La Commission européenne a annoncé cette semaine la mise en place d’un « nouveau Pacte pour la Méditerranée », présenté comme une initiative stratégique pour « approfondir la coopération et renforcer les relations » entre les deux rives.
Selon Dubravka Šuica, commissaire européenne pour la Méditerranée, ce pacte constitue « un effort nouveau et ambitieux pour faire de la région un espace commun de stabilité, de prospérité et de sécurité ».
Le texte, élaboré conjointement avec les États membres et les partenaires du Sud, repose sur trois piliers majeurs : le renforcement des échanges humains, la stimulation de la croissance économique et la promotion d’une sécurité régionale partagée.
La responsable européenne a insisté sur le caractère concret du dispositif. « Le pacte vise à stimuler les investissements, créer des opportunités pour les jeunes et les entreprises, et produire des résultats tangibles qui changent réellement la vie des gens », a-t-elle déclaré à Bruxelles.
Plusieurs programmes existants, tels qu’Erasmus+ et Horizon Europe, seront élargis aux pays partenaires méditerranéens.
La Commission prévoit également de lancer une « Initiative de coopération transméditerranéenne pour l’énergie et les technologies propres », dans le but de soutenir la transition énergétique et l’innovation dans la région.

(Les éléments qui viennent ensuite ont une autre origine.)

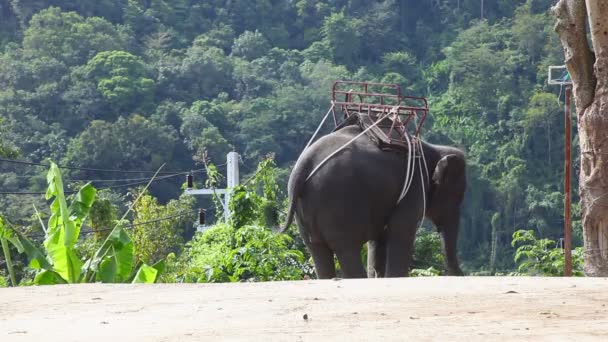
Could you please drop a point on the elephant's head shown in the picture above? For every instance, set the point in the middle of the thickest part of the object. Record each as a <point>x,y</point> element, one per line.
<point>447,191</point>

Ce cadre élargi couvrira un vaste champ d’action : énergie propre, technologies vertes, gestion de l’eau, adaptation au climat, création d’emplois, éducation, mobilité, innovation numérique, connectivité portuaire, ainsi que sécurité et défense. Il s’agit, selon Bruxelles, d’un dispositif flexible et évolutif, à la différence du Processus de Barcelone de 1995, jugé aujourd’hui trop rigide et institutionnel.

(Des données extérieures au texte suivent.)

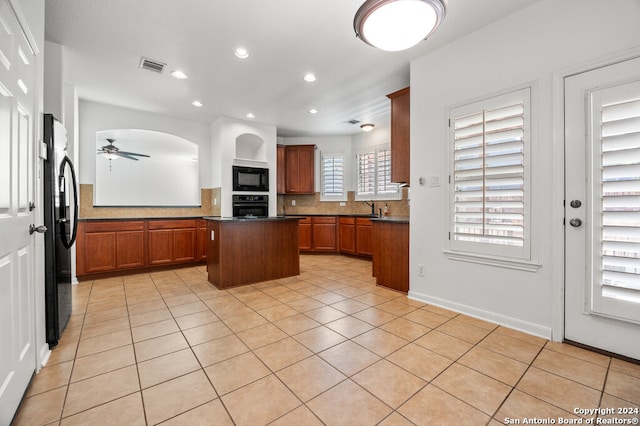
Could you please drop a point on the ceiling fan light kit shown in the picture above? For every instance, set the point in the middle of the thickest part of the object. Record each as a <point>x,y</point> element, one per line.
<point>394,25</point>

À Alger, l’ambassadeur de l’Union européenne, Diego Mellado Pascua, a salué cette nouvelle approche lors d’une rencontre organisée par la Fondation Konrad Adenauer. Il a souligné que « le nouveau pacte pour la Méditerranée est une opportunité de dépasser la crise qui caractérise l’Accord d’association entre l’Algérie et l’Union européenne ». Selon lui, le pacte repose sur un principe de réciprocité : « un partenariat d’égal à égal, où chacun défend ses intérêts », tout en cherchant « des compromis et des terrains d’entente ».
Le diplomate européen a également évoqué les ambitions économiques du projet, estimant qu’il s’agit d’« un message clair aux partenaires du Sud de revenir vers la région méditerranéenne, où le potentiel est considérable ». Il a précisé que le pacte n’imposera pas de structures institutionnelles lourdes, mais se développera progressivement, notamment à travers des rencontres de haut niveau et des initiatives bilatérales.